For a trivial example, webfs supports REST quite handily without a loss of
expressive power (and REST itself is a simple but powerful abstraction), and
because things need not be piped through curl, you can, for example, point
your image editor at what it believes to just be another file on the
filesystem, rather than requiring the image editor to support HTTP.

The other half of this is that abstractions can and are built atop this. The
Limbo programming language, for example, provides typed channels (which, as I
understand it, also made it into Go) and its standard library provides
functions for treating arbitrary files as typed channels.
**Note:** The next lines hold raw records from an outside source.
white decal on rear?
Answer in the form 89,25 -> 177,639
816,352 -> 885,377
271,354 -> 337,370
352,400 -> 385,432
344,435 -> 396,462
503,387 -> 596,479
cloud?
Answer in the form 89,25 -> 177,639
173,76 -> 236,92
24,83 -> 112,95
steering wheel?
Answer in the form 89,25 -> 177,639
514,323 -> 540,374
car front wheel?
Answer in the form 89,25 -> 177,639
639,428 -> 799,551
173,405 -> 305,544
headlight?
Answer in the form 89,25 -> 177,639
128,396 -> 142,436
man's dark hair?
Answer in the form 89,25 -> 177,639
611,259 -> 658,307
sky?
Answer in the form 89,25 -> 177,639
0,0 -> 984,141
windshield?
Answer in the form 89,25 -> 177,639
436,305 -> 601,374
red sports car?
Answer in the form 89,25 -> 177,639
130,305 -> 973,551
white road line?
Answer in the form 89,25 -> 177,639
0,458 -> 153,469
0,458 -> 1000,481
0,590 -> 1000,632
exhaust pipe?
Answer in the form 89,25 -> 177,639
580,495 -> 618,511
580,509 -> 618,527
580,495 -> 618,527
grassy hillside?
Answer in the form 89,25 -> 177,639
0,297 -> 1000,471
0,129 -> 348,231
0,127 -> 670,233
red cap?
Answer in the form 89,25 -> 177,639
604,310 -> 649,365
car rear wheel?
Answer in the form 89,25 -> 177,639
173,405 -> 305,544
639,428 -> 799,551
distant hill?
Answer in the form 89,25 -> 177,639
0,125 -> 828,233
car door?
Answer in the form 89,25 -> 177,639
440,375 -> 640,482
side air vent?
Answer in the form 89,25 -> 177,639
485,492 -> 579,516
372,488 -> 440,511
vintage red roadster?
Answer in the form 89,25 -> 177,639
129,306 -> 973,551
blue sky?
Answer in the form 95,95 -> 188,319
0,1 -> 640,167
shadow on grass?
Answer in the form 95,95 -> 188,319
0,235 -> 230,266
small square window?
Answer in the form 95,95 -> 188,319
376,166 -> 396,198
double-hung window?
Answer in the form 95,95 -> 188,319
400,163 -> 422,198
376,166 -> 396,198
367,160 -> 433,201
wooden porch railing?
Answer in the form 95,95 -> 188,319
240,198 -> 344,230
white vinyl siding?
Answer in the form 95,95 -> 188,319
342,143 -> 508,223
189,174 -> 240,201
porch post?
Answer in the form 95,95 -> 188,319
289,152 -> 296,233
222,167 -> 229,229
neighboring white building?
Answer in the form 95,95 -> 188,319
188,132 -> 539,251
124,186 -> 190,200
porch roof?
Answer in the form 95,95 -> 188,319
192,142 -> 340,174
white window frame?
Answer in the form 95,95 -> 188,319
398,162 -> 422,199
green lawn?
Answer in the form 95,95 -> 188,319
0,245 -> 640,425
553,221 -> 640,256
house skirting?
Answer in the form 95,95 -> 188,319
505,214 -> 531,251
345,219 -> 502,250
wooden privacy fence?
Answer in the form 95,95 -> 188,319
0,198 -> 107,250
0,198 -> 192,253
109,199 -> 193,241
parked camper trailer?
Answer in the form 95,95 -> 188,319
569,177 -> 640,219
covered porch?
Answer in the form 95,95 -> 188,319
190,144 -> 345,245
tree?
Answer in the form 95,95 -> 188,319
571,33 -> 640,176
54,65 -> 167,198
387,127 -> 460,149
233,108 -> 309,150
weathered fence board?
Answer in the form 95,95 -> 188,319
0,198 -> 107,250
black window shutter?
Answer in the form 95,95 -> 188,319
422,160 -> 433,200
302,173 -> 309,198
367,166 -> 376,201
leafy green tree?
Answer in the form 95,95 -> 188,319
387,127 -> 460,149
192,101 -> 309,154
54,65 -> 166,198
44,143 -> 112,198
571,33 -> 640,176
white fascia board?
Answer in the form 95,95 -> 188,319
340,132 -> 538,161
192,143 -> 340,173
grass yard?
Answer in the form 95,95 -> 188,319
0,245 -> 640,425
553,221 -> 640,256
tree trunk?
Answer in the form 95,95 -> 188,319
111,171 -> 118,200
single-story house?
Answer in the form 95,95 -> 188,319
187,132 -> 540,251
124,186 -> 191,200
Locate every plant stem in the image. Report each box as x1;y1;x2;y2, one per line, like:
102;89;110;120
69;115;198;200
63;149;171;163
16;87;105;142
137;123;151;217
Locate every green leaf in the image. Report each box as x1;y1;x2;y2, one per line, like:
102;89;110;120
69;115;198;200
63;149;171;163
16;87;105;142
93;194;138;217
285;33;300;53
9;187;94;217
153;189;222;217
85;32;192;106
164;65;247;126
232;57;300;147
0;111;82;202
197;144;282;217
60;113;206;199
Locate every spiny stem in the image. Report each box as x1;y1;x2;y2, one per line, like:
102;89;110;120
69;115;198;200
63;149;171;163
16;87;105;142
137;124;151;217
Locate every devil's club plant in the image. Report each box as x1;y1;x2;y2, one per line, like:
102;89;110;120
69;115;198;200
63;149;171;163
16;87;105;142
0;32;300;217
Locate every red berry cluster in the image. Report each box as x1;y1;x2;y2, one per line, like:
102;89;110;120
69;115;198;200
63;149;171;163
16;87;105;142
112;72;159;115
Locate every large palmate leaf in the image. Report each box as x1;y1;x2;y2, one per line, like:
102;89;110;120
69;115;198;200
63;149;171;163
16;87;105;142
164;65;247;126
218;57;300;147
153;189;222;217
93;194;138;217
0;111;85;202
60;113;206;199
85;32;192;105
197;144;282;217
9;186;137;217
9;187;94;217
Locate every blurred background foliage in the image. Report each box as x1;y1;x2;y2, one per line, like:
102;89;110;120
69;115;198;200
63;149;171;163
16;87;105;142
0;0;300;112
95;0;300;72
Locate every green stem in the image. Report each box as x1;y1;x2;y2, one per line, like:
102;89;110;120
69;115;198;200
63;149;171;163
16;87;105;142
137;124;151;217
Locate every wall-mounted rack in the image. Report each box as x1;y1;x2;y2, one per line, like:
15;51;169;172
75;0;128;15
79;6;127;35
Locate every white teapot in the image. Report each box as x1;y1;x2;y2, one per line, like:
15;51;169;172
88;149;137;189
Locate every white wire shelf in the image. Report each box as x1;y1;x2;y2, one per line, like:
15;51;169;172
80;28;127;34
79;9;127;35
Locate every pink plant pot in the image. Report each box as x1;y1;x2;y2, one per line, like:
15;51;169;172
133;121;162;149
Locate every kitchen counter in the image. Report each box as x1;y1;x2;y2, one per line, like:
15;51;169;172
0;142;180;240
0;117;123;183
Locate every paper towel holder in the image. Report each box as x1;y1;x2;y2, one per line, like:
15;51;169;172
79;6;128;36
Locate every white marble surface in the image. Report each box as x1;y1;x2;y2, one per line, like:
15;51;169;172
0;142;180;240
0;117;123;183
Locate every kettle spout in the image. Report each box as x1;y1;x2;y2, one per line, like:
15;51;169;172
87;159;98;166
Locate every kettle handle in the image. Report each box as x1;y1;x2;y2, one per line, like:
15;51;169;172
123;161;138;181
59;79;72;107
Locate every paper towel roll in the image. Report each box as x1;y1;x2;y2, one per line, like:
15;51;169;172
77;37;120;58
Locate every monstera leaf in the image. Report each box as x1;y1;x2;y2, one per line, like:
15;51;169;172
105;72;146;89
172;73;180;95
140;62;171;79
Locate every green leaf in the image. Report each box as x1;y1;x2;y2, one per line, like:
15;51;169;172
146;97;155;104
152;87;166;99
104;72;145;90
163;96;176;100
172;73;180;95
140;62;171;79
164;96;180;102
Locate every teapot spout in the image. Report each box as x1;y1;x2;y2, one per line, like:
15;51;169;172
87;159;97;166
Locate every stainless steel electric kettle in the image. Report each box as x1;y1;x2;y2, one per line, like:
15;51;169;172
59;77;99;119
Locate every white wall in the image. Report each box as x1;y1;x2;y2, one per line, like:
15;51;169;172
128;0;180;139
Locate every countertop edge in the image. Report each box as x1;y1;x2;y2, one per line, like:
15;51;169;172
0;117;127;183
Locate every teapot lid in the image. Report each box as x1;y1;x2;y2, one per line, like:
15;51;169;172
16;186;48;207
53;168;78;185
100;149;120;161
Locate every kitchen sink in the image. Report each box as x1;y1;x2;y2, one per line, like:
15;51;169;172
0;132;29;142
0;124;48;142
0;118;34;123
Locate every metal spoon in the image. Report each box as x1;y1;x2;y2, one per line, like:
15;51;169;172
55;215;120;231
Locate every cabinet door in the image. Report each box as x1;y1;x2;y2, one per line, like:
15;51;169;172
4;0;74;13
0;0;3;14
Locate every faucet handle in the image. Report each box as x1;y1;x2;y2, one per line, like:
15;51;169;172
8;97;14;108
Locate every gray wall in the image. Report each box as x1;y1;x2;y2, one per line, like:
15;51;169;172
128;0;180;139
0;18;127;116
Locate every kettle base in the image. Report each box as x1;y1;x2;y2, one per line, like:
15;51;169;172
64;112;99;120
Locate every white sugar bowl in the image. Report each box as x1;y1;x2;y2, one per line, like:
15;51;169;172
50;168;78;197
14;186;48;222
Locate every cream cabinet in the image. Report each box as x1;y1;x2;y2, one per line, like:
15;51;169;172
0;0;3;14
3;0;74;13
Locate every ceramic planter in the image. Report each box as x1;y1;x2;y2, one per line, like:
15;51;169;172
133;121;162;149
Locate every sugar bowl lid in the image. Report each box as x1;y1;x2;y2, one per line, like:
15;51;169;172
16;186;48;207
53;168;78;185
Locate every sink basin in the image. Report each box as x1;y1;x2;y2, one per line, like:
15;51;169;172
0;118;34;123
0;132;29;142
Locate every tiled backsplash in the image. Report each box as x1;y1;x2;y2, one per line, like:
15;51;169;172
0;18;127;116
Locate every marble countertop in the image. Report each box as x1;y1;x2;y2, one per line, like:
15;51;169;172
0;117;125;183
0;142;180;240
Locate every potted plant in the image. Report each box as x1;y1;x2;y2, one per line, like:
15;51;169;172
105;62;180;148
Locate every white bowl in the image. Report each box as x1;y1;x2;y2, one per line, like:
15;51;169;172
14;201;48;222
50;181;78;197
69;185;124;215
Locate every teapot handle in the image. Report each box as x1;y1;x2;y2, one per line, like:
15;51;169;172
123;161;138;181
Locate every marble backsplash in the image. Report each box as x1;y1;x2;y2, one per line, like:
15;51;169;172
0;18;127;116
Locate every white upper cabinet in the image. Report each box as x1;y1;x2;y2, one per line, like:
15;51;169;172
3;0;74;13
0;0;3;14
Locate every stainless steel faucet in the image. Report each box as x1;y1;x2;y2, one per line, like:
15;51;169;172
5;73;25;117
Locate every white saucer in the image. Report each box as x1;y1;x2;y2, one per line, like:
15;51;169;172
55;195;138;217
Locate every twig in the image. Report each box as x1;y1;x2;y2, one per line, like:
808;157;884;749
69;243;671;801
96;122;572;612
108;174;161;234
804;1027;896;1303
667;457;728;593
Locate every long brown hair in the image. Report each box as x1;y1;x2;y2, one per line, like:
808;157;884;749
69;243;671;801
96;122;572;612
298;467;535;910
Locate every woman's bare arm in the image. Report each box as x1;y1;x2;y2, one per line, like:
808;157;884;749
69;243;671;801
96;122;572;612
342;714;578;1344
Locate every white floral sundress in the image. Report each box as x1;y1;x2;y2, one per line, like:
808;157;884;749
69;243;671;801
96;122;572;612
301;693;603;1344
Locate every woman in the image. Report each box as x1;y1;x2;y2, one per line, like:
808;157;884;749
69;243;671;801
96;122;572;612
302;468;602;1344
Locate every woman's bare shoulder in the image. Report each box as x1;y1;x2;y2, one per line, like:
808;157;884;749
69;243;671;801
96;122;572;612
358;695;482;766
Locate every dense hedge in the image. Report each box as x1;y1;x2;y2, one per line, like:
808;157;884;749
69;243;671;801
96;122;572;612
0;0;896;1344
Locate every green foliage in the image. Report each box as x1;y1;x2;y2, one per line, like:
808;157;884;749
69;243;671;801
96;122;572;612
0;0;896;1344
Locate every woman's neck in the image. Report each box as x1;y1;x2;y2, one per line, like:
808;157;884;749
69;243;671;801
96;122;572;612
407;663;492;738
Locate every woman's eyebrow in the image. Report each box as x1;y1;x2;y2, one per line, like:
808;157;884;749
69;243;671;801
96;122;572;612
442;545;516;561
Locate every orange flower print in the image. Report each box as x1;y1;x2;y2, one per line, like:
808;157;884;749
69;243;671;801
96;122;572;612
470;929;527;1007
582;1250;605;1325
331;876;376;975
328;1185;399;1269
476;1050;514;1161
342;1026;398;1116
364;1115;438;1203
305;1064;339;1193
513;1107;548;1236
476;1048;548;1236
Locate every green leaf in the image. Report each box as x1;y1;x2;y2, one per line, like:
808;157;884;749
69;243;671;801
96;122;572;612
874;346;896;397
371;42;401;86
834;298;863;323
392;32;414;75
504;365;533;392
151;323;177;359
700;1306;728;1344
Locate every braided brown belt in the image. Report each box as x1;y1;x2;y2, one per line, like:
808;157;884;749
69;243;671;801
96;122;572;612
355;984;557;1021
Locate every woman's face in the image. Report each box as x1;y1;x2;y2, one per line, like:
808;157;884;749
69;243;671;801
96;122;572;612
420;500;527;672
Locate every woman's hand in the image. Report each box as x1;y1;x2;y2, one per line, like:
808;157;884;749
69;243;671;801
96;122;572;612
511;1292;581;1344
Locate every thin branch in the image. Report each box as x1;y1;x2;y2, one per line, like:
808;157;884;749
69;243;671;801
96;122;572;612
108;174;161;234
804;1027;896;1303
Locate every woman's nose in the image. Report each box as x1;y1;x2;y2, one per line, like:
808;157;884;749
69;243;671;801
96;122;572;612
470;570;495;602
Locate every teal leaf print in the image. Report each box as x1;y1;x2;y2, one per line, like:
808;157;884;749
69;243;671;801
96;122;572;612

So, the OS need only
concern itself with "files" (really, in Plan 9 and Inferno, these are less
like files and more like names in the processes' respective namespaces), and
whatever complex objects the language concerns itself with are easy to ship
around between a process and the outside world without hacks (unless
marshalling objects is considered a hack).

------
joe_the_user
Googling on the topic, I found:
[http://www.linuxtopia.org/online_books/programming_books/art...](http://www.linuxtopia.org/online_books/programming_books/art_of_unix_programming/ch03s02_3.html)

An interesting discussion of how Window NT's lack of everything-is-a-file and
standard command line tools metastasizes into a security and configuration
nightmare. It gives an idea of how important unix's the _unifying metaphors_
are for creating a good operating system.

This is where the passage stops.